The gentleman to whom we shall now call attention is one of this class, and doubtless the first of his race in America. The name of Frederick Douglass is well known throughout this country as well as America. Born and brought up as a slave, he was deprived of a mother's care and of early education. Escaping when he was little more than twenty years of age, he was thrown upon his own resources in the free states, where prejudice against colour is but another name for slavery. But during all this time he was educating himself as well as circumstances would admit. Mr. Douglass commenced his career as a public speaker some ten years since, as an agent of the American or Massachusetts Anti-Slavery Societies. He is tall and well made. His vast and well-developed forehead announces the power of his intellect. His voice is full and sonorous. His attitude is dignified, and his gesticulation is full of noble simplicity. He is a man of lofty reason, natural, and without pretension, always master of himself, brilliant in the
art of exposing and of abstracting. Few persons can handle a subject with which they are familiar better than Mr. Douglass. There is a kind of eloquence issuing from the depth of the soul, as from a spring, rolling along its copious floods, sweeping all before it, overwhelming by its very force, carrying, upsetting, engulphing its adversaries, and more dazzling and more thundering than the bolt which leaps from crag to crag. This is the eloquence of Frederick Douglass. He is one of the greatest mimics of the age. No man can put on a sweeter smile or a more sarcastic frown than he: you cannot put him off his guard. He is always in good humour. Mr. Douglass possesses great dramatic powers; and had he taken up the sock and buskin, instead of becoming a lecturer, he would have made as fine a Coriolanus as ever trod the stage.
However, Mr. Douglass was not the first coloured man that became a lecturer, and thereby did service to the cause of his countrymen. The earliest and most effective speaker from among the coloured race in America, was Charles Lennox Remond. In point of eloquence, this gentleman
is not inferior to either Wendell Phillips or Frederick Douglass. Mr. Remond is of small stature, and neat figure, with a head well developed, but a remarkably thin face. As an elocutionist, he is, without doubt, the first on the anti-slavery platform. He has a good voice, a pleasing countenance, a prompt intelligence, and when speaking, is calculated to captivate and carry away an audience by the very force of his eloquence. Born in the freest state of the Union, and of most respectable parents, he prides himself not a little on his birth and descent. One can scarcely find fault with this, for, in the United States, the coloured man is deprived of the advantages which parentage gives to the white man. Mr. Remond is a descendant of one of those coloured men who stood side by side with white men on the plains of Concord and Lexington, in the battles that achieved the independence of the colonies from the mother country, in the war of the Revolution. Mr. Remond has felt deeply, (probably more so than any other coloured man), the odious prejudice against colour. On this point he is sensitive to a fault. If any one will sit for
an hour and hear a lecture from him on this subject, if he is not converted, he will at least become convinced, that the boiling cauldron of anti-slavery discussion has never thrown upon its surface a more fiery spirit than Charles Lennox Remond.

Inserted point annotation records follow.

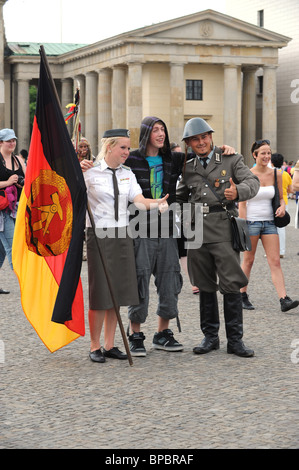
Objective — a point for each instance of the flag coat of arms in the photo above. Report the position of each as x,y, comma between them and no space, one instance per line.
49,230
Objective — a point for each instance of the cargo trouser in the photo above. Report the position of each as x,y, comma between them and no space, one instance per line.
157,256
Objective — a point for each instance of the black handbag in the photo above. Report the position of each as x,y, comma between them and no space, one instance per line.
286,219
240,232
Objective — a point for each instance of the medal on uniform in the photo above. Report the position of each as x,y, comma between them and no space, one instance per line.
218,158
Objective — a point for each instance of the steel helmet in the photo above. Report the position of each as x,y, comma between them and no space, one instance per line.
196,126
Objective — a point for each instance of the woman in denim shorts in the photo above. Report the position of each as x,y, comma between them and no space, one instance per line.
260,219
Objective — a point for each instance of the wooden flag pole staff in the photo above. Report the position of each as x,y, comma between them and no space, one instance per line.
116,307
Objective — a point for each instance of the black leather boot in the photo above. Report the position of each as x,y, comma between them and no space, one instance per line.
233,316
209,322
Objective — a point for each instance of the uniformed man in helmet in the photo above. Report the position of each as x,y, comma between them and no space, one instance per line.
215,265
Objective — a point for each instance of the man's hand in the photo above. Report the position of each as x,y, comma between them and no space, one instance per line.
227,150
163,205
86,164
231,193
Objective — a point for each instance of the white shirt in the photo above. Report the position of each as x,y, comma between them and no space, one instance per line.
259,208
100,194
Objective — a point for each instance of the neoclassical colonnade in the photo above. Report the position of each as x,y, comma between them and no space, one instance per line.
112,97
144,72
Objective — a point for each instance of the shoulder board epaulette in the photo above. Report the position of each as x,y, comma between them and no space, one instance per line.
126,167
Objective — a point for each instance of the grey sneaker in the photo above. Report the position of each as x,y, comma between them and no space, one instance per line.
246,304
287,304
165,340
136,344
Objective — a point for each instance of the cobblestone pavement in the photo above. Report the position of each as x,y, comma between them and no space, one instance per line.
166,400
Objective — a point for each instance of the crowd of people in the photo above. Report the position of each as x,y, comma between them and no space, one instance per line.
125,185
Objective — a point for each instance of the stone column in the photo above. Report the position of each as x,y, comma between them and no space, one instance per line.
270,106
177,87
119,97
104,102
23,118
248,113
67,98
230,119
79,81
91,111
134,101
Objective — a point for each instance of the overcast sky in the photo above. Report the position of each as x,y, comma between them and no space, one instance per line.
88,21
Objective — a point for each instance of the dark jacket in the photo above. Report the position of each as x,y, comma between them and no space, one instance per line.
172,169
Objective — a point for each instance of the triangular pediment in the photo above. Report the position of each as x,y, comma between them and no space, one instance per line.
212,27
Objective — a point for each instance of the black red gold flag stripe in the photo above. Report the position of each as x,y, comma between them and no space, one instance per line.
49,231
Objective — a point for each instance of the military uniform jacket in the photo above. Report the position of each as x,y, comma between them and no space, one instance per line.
193,189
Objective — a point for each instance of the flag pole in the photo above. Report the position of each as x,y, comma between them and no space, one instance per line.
116,307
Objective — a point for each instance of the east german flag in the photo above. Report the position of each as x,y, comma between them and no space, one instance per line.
49,230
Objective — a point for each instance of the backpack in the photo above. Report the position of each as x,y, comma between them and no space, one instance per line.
3,199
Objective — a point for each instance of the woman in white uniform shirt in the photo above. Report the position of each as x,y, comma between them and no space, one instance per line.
116,245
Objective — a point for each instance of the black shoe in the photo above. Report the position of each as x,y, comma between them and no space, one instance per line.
137,348
114,353
287,304
207,345
239,349
166,341
2,291
246,304
97,356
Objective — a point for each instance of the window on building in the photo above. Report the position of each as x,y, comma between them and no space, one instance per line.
260,18
193,89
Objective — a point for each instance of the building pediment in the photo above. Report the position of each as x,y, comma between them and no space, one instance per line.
211,27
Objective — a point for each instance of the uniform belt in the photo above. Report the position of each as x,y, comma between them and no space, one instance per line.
216,208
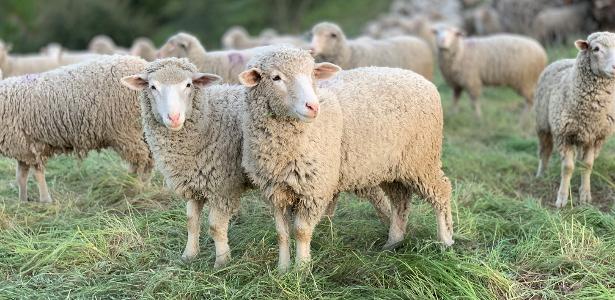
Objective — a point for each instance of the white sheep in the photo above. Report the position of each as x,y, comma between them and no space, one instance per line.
73,109
195,136
497,60
15,65
330,44
227,64
575,109
302,146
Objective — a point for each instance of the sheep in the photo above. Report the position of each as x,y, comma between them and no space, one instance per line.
502,59
330,44
555,24
73,109
575,109
102,44
195,136
227,64
368,127
15,65
144,48
238,37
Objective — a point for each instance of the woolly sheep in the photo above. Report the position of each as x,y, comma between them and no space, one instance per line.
555,24
302,146
144,48
227,64
502,59
73,109
195,136
330,44
575,108
15,65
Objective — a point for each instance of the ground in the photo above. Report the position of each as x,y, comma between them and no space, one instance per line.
108,237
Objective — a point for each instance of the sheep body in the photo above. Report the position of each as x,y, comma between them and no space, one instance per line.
575,108
73,109
330,44
497,60
299,166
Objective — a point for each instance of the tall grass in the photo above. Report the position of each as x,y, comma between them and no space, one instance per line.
108,237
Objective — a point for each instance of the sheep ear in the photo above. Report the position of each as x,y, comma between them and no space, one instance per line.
135,82
581,45
204,79
250,77
325,70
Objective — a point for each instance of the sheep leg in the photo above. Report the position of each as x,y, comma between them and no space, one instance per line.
475,98
567,155
218,229
193,211
39,175
588,160
281,216
545,148
400,209
23,171
377,197
456,95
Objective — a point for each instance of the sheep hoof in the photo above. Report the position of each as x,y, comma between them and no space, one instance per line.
390,246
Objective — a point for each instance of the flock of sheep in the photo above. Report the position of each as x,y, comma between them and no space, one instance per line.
290,122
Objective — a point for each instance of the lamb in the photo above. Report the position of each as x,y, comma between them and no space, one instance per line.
15,65
73,109
330,44
575,109
195,136
303,144
502,59
144,48
227,64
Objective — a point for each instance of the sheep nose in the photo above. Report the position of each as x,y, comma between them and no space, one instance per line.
313,107
174,117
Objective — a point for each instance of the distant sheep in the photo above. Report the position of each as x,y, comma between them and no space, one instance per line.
330,44
497,60
302,145
575,109
73,109
227,64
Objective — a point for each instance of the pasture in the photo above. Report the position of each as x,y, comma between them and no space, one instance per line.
108,237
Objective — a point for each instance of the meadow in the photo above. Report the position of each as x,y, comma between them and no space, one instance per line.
109,237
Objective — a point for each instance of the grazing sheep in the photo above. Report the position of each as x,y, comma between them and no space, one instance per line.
330,44
555,24
497,60
302,145
227,64
15,65
575,109
195,137
73,109
144,48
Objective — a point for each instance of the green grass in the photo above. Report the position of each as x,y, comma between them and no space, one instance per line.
106,237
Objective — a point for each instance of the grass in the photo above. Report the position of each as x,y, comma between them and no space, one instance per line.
107,237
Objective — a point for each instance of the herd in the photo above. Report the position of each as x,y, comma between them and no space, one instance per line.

There are some men who neither speak nor write, but whose lives place them in the foremost ranks in the cause which they espouse. One of these is Francis Jackson. He was one of the earliest to give countenance and support to the anti-slavery movement. In the year 1835, when a mob of more than 5000 merchants and others, in Boston, broke up an anti-slavery meeting of females, at which William Lloyd Garrison and George Thompson were to deliver addresses, and when the Society had no room in which to hold its meetings (having been driven from their own room by the mob), Francis Jackson, with a moral courage scarcely ever equalled, came forward and offered his private dwelling to the ladies, to hold their meeting in. The following interesting passage occurs in a letter from him to the Secretary of the Society a short time after, on receiving a vote of thanks from its members:—
"
If a large majority of this community choose to turn a deaf ear to the wrongs which are inflicted upon their countrymen in other portions of the land—if they are content to turn away from the sight of oppression, and 'pass by on the other side'—so it must be.
"But when they undertake in any way to impair or annul my right to speak, write, and publish upon any subject, and more especially upon enormities, which are the common concern of every lover of his country and his kind—so it must not be—so it shall not be, if I for one can prevent it. Upon this great right let us hold on at all hazards. And should we, in its exercise, be driven from public halls to private dwellings, one house at least shall be consecrated to its preservation. And if, in defence of this sacred privilege, which man did not give me, and shall not (if I can help it) take from me, this roof and these walls shall be levelled to the earth, let them fall if they must; they cannot crumble in a better cause. They will appear of very little value to me after their owner shall have been whipt into silence."
There are among the contributors to the Anti-Slavery cause, a few who give with a liberality which has never been surpassed by the donors to any benevolent association in the world, according to their means—the chief of these is Francis Jackson.